What’s life like raising a daughter in Brooklyn?
It’s the best. There’s a great community vibe in Brooklyn. It’s easy to know your neighbors, and we help each other. It’s a friendly place filled with people from everywhere and I love that for Coco. Human connection is good. It’s wonderful to know that she’s growing up in an incredible city filled with so much art, music and culture and I do my best to let her experience it.
How have you approached decorating your home, and where are your go-to stores/sources for great artwork?
In my home I like to keep things simple and functional. We have people over all of the time so I like a space that’s open and inviting, but also comfortable. With furnishings I lean towards a very neutral/muted palette and let color come from the artwork on the walls and the people hanging out in my home. As for go-to sources and stores – I’ve gotten a lot of furniture pieces from Wynne City Works, some interesting lighting from BEAM, and artworks come mostly from friends and yours truly.
How do you encourage creativity within Coco?
Oh, I think it’s all about exposure. We do our fair share of painting and crafts together, but she is also watching me work and create, paying attention to my process. On top of which, her father and I take her to all sorts of art shows and music events where she can see how other people reveal their creativity. Then, it’s just giving her the space to do her own thing and supporting that expression.

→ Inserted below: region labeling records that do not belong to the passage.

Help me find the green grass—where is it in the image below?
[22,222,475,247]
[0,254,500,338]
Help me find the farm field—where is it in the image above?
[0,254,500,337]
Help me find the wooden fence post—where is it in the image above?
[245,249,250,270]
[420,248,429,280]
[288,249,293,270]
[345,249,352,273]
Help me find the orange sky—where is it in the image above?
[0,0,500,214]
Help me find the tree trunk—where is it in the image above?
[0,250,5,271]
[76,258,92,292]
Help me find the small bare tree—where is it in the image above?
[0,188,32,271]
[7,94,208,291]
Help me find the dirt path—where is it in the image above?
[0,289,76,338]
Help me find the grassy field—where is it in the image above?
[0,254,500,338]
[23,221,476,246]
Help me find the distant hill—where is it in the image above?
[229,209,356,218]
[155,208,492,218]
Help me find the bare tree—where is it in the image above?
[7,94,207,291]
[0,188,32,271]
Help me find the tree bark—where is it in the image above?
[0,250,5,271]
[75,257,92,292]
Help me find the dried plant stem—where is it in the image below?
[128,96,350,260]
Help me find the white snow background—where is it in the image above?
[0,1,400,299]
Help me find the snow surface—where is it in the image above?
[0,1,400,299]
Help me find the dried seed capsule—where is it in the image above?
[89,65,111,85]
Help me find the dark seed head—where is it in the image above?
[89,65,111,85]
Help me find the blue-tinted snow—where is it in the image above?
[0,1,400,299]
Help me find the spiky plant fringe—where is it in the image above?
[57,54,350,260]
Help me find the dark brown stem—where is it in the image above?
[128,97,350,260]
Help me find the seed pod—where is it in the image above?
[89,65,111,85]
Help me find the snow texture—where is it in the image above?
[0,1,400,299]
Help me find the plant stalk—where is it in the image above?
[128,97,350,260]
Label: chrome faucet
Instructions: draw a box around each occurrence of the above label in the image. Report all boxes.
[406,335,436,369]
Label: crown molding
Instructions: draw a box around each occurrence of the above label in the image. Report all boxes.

You work with some amazing clients - from Bon Appetit to The Wall Street Journal to Vogue. How do you balance this demanding career with finding space to be creative?
My grandfather used to always say this to me and I truly believe it, “The more you do, the more you can do.” With regards to finding time for creativity the busier I am, the better I manage my time. It’s as if I’m a well-oiled machine and when it’s time to get creative I’m ready!
How do you make the juggle work?
I am very intentional with my time. This means deciding what I’m going to spend my time on and when, and then following through with that plan the best I can. As long as I have plan, I can make it work.